On April 30th, 2016, I attended the gallery “Aftercare” by Austyn Taylor at Alfred University. In the artist’s statement, which was written on a piece of paper and displayed at the reception desk, the artist stated that they wanted their pieces to feel honest and disturbing, showing the tragic comedy of being alive.
The entrance of the gallery consisted of many sculpted clay works that were in the shape of melting animal faces. They were made to look like the faces had caved in as the result of the clay itself caving in or as a result of decomposition after the animals had died. Overall, there was quite a disturbing feeling to it.
There was a little chamber that you could walk into which had many geometric triangles pointing at the center of the chamber where you stood, making it feel like a torture chamber filled with spikes that could close in and crush you at any moment. It was also reminiscent of teeth clamping down and killing another creature. It was a great piece that displayed the danger and fragility of life, and how quickly it could be taken away.

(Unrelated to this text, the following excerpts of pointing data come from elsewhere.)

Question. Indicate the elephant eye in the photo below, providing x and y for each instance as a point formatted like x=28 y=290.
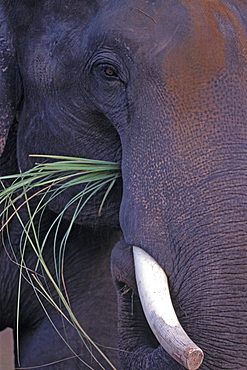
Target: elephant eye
x=110 y=72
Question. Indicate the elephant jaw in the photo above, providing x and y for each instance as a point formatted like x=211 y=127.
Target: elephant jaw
x=154 y=293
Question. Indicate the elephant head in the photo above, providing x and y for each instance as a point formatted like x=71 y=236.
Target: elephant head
x=162 y=87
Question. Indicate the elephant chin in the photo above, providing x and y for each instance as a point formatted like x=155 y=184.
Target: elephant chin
x=155 y=297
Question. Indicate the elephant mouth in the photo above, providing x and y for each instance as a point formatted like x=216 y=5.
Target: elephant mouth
x=156 y=302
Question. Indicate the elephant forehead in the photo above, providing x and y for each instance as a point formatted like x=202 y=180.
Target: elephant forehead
x=216 y=41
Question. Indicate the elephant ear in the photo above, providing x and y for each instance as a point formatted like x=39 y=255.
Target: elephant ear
x=10 y=93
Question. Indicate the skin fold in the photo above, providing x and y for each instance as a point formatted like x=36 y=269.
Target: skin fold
x=160 y=87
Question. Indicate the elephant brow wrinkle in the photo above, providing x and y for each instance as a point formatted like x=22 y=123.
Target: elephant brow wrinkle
x=147 y=15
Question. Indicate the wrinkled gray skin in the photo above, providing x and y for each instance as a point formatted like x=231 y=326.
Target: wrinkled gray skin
x=160 y=86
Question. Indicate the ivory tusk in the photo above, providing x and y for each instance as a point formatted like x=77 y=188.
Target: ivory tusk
x=156 y=301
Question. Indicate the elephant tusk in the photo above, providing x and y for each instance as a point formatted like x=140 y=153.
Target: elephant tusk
x=155 y=297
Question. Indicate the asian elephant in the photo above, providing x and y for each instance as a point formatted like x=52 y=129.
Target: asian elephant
x=159 y=86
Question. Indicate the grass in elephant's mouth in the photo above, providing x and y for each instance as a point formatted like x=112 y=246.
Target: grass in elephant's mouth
x=51 y=179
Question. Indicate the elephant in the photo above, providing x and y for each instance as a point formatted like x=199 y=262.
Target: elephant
x=159 y=86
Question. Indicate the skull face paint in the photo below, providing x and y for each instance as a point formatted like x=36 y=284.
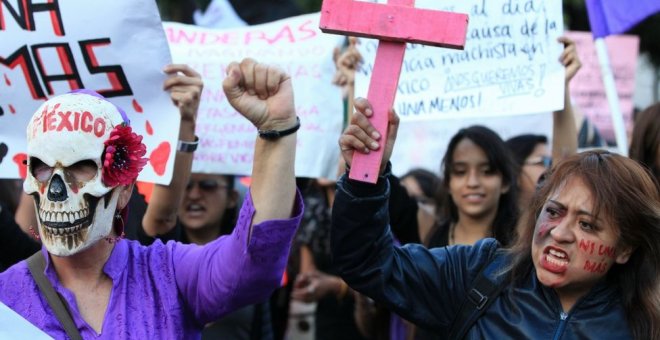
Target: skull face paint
x=65 y=160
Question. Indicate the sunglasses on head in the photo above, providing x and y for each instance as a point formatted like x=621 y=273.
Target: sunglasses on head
x=205 y=185
x=544 y=161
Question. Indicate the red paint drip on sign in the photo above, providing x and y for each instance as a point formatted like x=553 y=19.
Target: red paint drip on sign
x=137 y=107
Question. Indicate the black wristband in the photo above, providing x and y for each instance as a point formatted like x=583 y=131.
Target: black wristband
x=188 y=146
x=274 y=134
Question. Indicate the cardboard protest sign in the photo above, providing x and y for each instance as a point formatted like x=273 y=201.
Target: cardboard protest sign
x=294 y=44
x=507 y=78
x=587 y=88
x=117 y=48
x=509 y=64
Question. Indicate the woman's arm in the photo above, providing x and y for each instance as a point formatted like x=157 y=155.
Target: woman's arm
x=564 y=132
x=185 y=87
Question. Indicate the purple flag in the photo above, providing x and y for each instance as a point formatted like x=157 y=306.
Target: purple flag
x=616 y=16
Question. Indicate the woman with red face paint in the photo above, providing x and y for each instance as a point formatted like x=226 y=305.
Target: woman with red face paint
x=586 y=266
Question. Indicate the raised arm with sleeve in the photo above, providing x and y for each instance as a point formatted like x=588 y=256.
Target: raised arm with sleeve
x=564 y=132
x=247 y=265
x=421 y=285
x=185 y=87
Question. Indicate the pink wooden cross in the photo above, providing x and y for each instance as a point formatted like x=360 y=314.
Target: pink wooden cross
x=393 y=24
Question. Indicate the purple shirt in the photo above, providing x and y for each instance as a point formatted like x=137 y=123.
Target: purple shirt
x=169 y=291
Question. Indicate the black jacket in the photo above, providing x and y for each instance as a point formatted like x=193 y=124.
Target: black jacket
x=15 y=245
x=428 y=286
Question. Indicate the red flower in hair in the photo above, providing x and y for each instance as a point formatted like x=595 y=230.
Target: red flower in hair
x=122 y=158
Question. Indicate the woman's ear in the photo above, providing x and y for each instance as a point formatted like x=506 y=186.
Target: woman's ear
x=622 y=256
x=505 y=188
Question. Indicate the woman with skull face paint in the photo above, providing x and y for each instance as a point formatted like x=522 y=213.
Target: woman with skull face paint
x=587 y=265
x=83 y=178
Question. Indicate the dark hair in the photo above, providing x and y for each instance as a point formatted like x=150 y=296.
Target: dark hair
x=500 y=160
x=427 y=180
x=629 y=198
x=646 y=138
x=522 y=146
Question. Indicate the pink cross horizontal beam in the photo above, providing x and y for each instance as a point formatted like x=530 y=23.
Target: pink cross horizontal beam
x=393 y=24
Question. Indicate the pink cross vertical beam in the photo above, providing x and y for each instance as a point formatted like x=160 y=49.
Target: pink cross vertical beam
x=394 y=24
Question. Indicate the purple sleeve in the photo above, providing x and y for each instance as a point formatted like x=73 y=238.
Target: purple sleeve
x=237 y=269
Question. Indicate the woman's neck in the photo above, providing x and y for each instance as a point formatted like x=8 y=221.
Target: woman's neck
x=202 y=236
x=85 y=266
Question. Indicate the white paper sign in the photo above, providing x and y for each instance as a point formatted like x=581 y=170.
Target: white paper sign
x=509 y=64
x=117 y=48
x=507 y=78
x=297 y=46
x=14 y=326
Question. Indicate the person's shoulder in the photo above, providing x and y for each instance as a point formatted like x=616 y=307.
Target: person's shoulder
x=15 y=282
x=473 y=257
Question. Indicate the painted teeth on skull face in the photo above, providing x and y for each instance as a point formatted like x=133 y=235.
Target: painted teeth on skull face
x=64 y=224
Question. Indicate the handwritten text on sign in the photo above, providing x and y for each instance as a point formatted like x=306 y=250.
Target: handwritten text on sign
x=509 y=64
x=55 y=47
x=295 y=45
x=587 y=89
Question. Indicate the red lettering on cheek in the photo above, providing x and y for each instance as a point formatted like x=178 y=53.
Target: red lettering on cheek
x=50 y=121
x=593 y=267
x=64 y=122
x=99 y=127
x=76 y=120
x=586 y=246
x=607 y=251
x=86 y=122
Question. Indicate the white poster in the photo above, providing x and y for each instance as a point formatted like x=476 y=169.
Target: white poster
x=509 y=64
x=117 y=48
x=294 y=44
x=507 y=78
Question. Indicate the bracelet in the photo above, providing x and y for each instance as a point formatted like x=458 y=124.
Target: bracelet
x=343 y=289
x=188 y=146
x=274 y=134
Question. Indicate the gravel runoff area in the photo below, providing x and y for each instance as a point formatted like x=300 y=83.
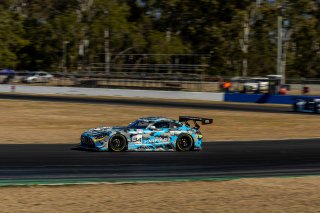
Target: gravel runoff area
x=46 y=122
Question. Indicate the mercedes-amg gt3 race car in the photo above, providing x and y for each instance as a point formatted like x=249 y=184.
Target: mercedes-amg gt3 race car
x=307 y=105
x=147 y=134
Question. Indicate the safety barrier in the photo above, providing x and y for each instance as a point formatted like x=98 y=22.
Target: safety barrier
x=263 y=98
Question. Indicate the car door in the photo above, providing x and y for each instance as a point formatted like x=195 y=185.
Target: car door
x=161 y=132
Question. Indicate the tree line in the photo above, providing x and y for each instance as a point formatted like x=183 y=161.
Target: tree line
x=240 y=37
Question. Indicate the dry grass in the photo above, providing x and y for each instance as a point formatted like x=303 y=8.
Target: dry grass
x=244 y=195
x=48 y=122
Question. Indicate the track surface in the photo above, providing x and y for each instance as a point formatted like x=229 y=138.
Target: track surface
x=216 y=160
x=145 y=102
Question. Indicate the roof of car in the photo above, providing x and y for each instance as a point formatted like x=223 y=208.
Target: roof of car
x=155 y=119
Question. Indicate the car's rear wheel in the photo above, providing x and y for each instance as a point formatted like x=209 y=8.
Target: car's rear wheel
x=117 y=143
x=184 y=143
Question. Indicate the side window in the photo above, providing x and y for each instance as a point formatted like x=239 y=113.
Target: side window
x=175 y=125
x=162 y=125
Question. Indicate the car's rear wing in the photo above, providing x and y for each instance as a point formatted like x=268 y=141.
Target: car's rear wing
x=203 y=121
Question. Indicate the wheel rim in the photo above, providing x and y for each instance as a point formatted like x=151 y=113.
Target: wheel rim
x=184 y=143
x=117 y=144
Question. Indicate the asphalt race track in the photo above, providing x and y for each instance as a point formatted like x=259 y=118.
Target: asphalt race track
x=216 y=160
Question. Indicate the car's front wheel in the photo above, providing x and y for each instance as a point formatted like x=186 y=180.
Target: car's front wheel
x=184 y=143
x=117 y=143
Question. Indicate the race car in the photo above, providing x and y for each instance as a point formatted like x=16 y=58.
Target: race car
x=307 y=105
x=147 y=134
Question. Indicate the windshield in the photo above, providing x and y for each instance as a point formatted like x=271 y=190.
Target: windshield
x=31 y=74
x=139 y=124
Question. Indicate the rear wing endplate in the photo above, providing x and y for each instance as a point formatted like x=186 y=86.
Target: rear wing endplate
x=203 y=121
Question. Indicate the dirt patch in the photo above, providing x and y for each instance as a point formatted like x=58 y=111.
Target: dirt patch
x=50 y=122
x=244 y=195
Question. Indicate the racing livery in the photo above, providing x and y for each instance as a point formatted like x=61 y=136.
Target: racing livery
x=307 y=105
x=147 y=134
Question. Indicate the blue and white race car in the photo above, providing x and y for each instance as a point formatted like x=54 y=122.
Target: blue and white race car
x=147 y=134
x=307 y=105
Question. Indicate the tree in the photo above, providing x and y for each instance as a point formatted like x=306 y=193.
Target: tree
x=11 y=37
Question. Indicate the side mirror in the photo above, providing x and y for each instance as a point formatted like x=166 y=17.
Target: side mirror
x=152 y=127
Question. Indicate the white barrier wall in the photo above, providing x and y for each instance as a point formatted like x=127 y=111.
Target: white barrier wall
x=206 y=96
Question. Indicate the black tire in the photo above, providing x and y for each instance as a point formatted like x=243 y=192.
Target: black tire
x=184 y=143
x=117 y=143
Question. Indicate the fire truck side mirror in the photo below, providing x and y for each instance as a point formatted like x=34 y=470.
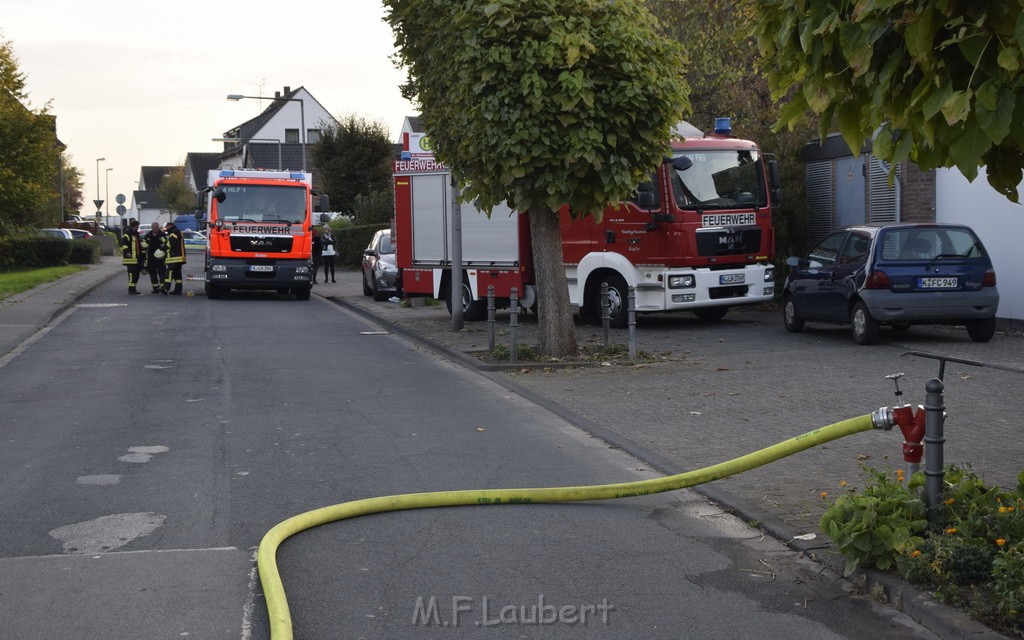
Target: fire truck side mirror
x=681 y=163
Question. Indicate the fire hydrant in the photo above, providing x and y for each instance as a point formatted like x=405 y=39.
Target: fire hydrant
x=911 y=423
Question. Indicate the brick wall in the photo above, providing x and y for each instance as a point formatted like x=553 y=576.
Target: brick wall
x=918 y=195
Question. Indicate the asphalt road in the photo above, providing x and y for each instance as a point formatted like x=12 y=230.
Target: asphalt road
x=148 y=442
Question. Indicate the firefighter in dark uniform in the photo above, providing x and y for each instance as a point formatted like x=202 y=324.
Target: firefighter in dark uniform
x=131 y=255
x=154 y=243
x=174 y=248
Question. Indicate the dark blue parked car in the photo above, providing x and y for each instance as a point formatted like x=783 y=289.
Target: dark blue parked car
x=897 y=274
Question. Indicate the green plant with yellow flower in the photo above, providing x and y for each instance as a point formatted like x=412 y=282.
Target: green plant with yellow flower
x=973 y=557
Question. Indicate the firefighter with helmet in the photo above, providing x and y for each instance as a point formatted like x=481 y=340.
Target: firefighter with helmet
x=174 y=250
x=131 y=255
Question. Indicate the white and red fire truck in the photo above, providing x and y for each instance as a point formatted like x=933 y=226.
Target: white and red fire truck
x=698 y=237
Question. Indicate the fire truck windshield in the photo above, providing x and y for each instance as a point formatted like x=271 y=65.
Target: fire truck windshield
x=719 y=179
x=258 y=203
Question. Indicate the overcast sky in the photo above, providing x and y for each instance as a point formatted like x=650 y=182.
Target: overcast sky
x=142 y=83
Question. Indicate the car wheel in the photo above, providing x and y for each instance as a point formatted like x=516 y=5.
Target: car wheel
x=865 y=328
x=794 y=324
x=981 y=331
x=712 y=314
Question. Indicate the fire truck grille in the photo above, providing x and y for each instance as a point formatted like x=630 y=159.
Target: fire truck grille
x=728 y=242
x=262 y=244
x=721 y=293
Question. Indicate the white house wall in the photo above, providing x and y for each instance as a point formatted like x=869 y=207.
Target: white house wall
x=997 y=221
x=290 y=116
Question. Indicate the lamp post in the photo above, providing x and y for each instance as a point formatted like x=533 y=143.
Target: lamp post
x=98 y=160
x=108 y=194
x=281 y=165
x=97 y=202
x=302 y=116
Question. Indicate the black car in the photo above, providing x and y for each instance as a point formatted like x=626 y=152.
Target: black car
x=896 y=274
x=380 y=271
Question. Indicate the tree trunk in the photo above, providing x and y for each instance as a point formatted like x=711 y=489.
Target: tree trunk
x=554 y=312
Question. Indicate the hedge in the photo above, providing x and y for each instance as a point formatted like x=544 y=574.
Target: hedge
x=351 y=241
x=36 y=252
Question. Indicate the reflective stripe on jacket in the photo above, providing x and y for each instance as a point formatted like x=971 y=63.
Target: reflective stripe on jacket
x=174 y=247
x=131 y=248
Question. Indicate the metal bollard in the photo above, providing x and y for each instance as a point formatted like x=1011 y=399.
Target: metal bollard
x=491 y=318
x=605 y=311
x=934 y=471
x=633 y=323
x=514 y=326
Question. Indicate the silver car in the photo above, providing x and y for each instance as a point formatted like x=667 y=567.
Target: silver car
x=380 y=271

Just like the spiked chamber piece, this piece was heavily playing on the fragility of life. The video screen showed the artist stretching a sheet of what seems to be plexiglass with a bungee cord until the sheet shatters under the pressure. Below the video is a platform with what seems to be the shattered remains of the sheet, sparkling and looking quite beautiful in the spotlight. The video appears to have been filmed in this very spot. It’s a great metaphor to how life could have existed in a certain area at one time and the only way that we know that it did is by the beautiful shattered remains it leaves behind. It makes me think of how we discovered that dinosaurs once roamed the Earth through their fossils, even though we have never seen them.